Airbrush für Modellbahner: Teil 5 – Schritt für Schritt zum alten Wagen

Nun brauchen wir eigentlich nur noch ein Opfer. Der Roco Wagen mit dem kleinen Kessel ist ein schon etwas betagtes Modell, das in verschiedenen Versionen erhältlich war. Das qualifiziert ihn in jedem Fall als Testobjekt!

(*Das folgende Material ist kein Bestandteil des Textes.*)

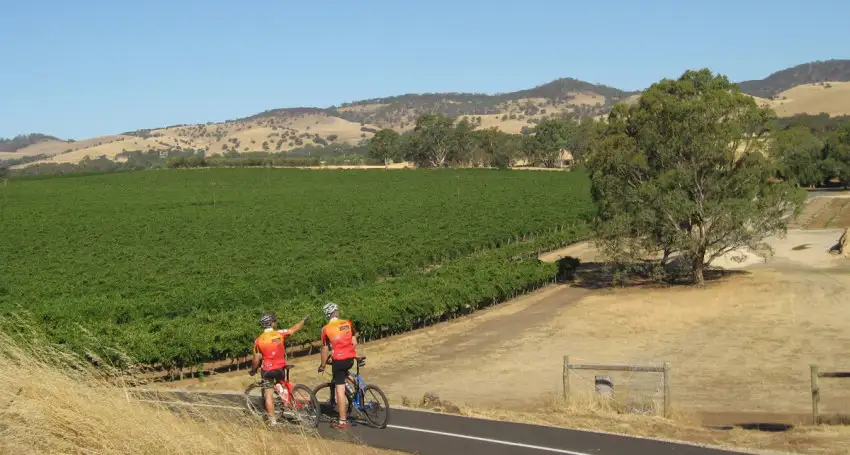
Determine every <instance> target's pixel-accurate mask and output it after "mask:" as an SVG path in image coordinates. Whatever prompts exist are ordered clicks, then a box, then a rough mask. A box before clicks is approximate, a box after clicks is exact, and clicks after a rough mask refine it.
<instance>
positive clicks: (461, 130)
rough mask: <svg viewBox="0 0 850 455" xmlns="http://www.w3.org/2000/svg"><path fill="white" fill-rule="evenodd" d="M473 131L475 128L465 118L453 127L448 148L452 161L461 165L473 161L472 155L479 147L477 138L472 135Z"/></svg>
mask: <svg viewBox="0 0 850 455" xmlns="http://www.w3.org/2000/svg"><path fill="white" fill-rule="evenodd" d="M474 130H475V127H474V126H472V123H471V122H470V121H469V120H467V119H466V118H464V119H463V120H461V121H460V122H458V123H457V125H455V127H454V131H452V134H451V144H450V146H449V147H450V148H451V155H452V161H454V162H457V163H463V164H469V163H471V162H472V161H474V159H473V153H474V152H475V151H476V149H478V146H479V143H478V141H477V139H478V138H477V136H476V135H474V134H473V132H474Z"/></svg>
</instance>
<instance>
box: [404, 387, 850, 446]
mask: <svg viewBox="0 0 850 455" xmlns="http://www.w3.org/2000/svg"><path fill="white" fill-rule="evenodd" d="M440 405H441V406H437V407H436V408H435V407H433V406H426V407H425V408H427V409H432V410H436V411H439V412H444V411H445V410H446V409H450V412H451V413H454V414H460V415H464V416H468V417H476V418H483V419H492V420H502V421H511V422H521V423H529V424H536V425H549V426H557V427H564V428H573V429H583V430H590V431H602V432H607V433H616V434H626V435H632V436H642V437H649V438H653V439H667V440H672V441H684V442H689V443H694V444H700V445H711V446H720V447H727V448H734V449H739V450H740V449H749V450H752V451H754V452H756V453H765V454H767V453H776V452H777V451H779V452H781V453H789V452H790V453H801V454H821V455H827V454H829V455H839V454H848V453H850V448H848V447H850V427H846V426H821V427H817V428H815V427H801V428H793V429H791V430H789V431H785V432H766V431H755V430H745V429H742V428H739V427H736V428H734V429H731V430H715V429H711V428H707V427H703V426H700V425H699V424H698V418H697V417H696V416H694V415H692V414H688V413H686V412H679V411H674V412H673V414H672V416H671V418H670V419H665V418H662V417H658V416H646V415H639V414H633V413H631V414H630V413H623V406H622V405H617V404H612V403H611V402H610V401H608V400H600V399H597V398H596V397H593V396H591V395H588V394H583V395H580V396H573V397H572V399H571V400H570V402H569V403H568V402H566V401H565V400H564V399H563V398H562V397H554V396H550V397H547V398H545V399H543V400H541V402H540V403H539V405H538V406H536V407H535V408H536V409H535V410H534V411H517V410H511V409H498V408H485V407H479V406H468V405H465V406H456V405H454V404H451V403H440ZM414 407H420V408H421V407H422V405H421V403H419V404H414Z"/></svg>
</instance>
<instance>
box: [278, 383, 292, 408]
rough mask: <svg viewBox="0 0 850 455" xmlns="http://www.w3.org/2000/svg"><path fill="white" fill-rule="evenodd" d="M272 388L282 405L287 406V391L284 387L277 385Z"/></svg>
mask: <svg viewBox="0 0 850 455" xmlns="http://www.w3.org/2000/svg"><path fill="white" fill-rule="evenodd" d="M274 388H275V390H276V391H277V393H278V394H279V395H280V399H281V400H282V401H283V403H284V404H289V390H287V389H286V387H284V386H283V385H281V384H279V383H278V384H275V386H274Z"/></svg>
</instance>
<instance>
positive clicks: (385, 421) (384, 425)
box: [360, 384, 390, 428]
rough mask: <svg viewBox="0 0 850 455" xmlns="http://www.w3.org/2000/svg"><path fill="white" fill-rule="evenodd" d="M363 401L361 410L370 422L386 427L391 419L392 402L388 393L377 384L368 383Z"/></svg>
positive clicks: (372, 424)
mask: <svg viewBox="0 0 850 455" xmlns="http://www.w3.org/2000/svg"><path fill="white" fill-rule="evenodd" d="M362 393H363V401H362V402H361V403H360V411H361V413H362V414H363V415H364V416H365V417H366V420H368V421H369V423H370V424H372V425H374V426H376V427H378V428H386V427H387V422H389V420H390V403H389V401H387V395H386V394H384V391H383V390H381V389H380V388H379V387H378V386H376V385H371V384H370V385H367V386H366V387H365V388H364V389H363V391H362Z"/></svg>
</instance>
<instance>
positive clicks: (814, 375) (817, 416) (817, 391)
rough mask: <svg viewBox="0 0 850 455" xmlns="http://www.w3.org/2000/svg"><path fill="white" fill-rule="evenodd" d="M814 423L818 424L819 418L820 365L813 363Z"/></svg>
mask: <svg viewBox="0 0 850 455" xmlns="http://www.w3.org/2000/svg"><path fill="white" fill-rule="evenodd" d="M811 368H812V425H817V424H818V421H819V420H820V419H819V411H818V404H819V403H820V386H819V385H818V366H817V365H812V366H811Z"/></svg>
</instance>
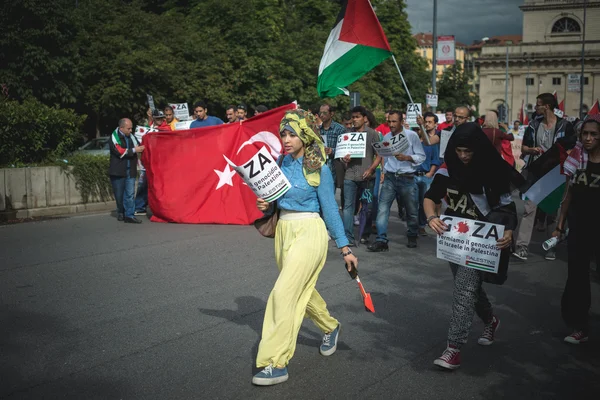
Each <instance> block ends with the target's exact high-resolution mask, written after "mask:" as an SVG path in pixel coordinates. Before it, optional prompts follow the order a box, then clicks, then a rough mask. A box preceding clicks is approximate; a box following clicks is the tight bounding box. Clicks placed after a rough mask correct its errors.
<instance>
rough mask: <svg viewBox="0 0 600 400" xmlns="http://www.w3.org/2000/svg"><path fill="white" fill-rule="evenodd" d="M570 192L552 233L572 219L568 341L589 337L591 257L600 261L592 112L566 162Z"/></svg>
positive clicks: (557, 229)
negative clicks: (590, 275)
mask: <svg viewBox="0 0 600 400" xmlns="http://www.w3.org/2000/svg"><path fill="white" fill-rule="evenodd" d="M563 169H564V174H565V175H566V176H567V192H566V194H565V199H564V201H563V204H562V206H561V208H560V217H559V219H558V223H557V225H556V230H555V231H554V232H553V233H552V236H553V237H559V236H561V235H563V234H564V233H565V222H567V221H568V223H569V236H568V237H567V247H568V251H569V255H568V265H569V273H568V278H567V283H566V285H565V290H564V292H563V295H562V300H561V312H562V317H563V319H564V321H565V322H566V324H567V325H568V326H569V327H570V328H571V329H573V333H571V334H570V335H569V336H567V337H565V342H567V343H572V344H579V343H583V342H587V341H588V332H589V322H588V318H589V317H588V314H589V310H590V305H591V302H592V295H591V290H590V261H591V258H592V257H593V256H595V257H596V263H598V262H600V250H599V248H598V244H599V243H600V234H599V233H598V226H600V213H599V212H598V205H600V116H598V115H594V116H589V117H588V119H586V120H585V121H584V122H583V124H582V125H581V133H580V135H579V141H578V142H577V144H576V145H575V148H573V150H572V151H571V152H570V153H569V156H568V157H567V159H566V160H565V163H564V165H563Z"/></svg>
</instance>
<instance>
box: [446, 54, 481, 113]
mask: <svg viewBox="0 0 600 400" xmlns="http://www.w3.org/2000/svg"><path fill="white" fill-rule="evenodd" d="M471 79H472V75H471V74H470V73H469V72H467V71H465V70H464V69H463V68H462V64H461V63H460V62H457V63H456V64H454V65H451V66H449V67H448V68H446V70H444V73H443V74H442V79H441V80H440V81H439V82H438V95H439V104H438V108H439V109H440V110H442V109H446V108H454V107H457V106H459V105H468V106H477V104H479V97H478V96H477V95H476V94H474V93H472V92H471V84H470V83H469V82H470V80H471Z"/></svg>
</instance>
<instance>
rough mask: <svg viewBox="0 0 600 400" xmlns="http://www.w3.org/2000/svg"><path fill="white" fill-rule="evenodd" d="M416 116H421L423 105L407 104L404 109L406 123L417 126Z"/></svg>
mask: <svg viewBox="0 0 600 400" xmlns="http://www.w3.org/2000/svg"><path fill="white" fill-rule="evenodd" d="M417 115H423V105H422V104H421V103H409V104H408V106H407V108H406V121H405V122H406V123H407V124H409V125H417Z"/></svg>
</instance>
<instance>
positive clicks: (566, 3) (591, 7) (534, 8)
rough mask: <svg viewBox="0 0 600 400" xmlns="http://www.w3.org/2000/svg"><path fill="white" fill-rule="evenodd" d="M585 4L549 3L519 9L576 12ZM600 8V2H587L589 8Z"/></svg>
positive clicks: (521, 9) (537, 4) (580, 3)
mask: <svg viewBox="0 0 600 400" xmlns="http://www.w3.org/2000/svg"><path fill="white" fill-rule="evenodd" d="M583 5H584V2H583V1H579V2H577V3H575V2H573V3H562V2H561V3H556V4H552V3H548V4H535V5H533V4H532V5H526V4H525V5H522V6H519V8H520V9H521V11H523V12H525V11H547V10H576V9H581V8H583ZM599 7H600V2H594V3H591V2H589V1H588V2H587V8H599Z"/></svg>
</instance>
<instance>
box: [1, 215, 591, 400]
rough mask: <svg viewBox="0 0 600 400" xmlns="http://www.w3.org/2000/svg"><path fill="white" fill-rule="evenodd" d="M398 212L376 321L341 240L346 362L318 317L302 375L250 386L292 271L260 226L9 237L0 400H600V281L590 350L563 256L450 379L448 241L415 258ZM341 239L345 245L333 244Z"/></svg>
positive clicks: (150, 230)
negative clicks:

Tatsächlich sind die Varianten mit Mineralöl eher unwahrscheinlich, das Vorbild dürfte ein 22m³ Chemiekesselwagen gewesen sein. Ein Bild davon findet sich in der ersten Ausgabe der „Faszination Spur N“ auf Seite 68 in der Marktübersicht über die zweiachsigen Kesselwagen von Andreas Bauer-Portner. Das Foto ist auch die Vorlage für die nachfolgenden Schritte, wenngleich auch mit einer kleinen Abwandlung.

Bild 1: Wagen zerlegen

Der Wagen lässt sich relativ leicht zerlegen. Die Bühne ist gesteckt und lässt sich mit etwas Gefühl abhebeln. Die Aufstiegsleiter ist an der Bühne und seitlich am Wagen eingesteckt. Der Kessel besteht aus zwei Teilen, die für die weitere Behandlung am Stück bleiben können. Bei der Gelegenheit kann man auch noch die Abdeckungen der Kupplungen kürzen, damit diese nicht so auftragen. Eigentlich halten sie auch ohne umknicken, ansonsten hilft etwas Sekundenkleber.

Bild 2: Das neue Geländer

Von FKS Modellbau stammen die neuen Geländer. Der Bausatz wird nach Plan zusammengelötet. Eine kleine Modifikation betrifft das innere Geländer, das beim Vorbild etwas zierlicher ist: die Stege werden bis auf die oberste Sprosse entfernt und diese nach vorn hochgebogen (siehe Bild 12 weiter unten). Zusätzlich erhält der Wagen noch neue Hochleistungspuffer von der Drehbank. Und die obligatorischen Rangiergriffe dürfen natürlich nicht fehlen.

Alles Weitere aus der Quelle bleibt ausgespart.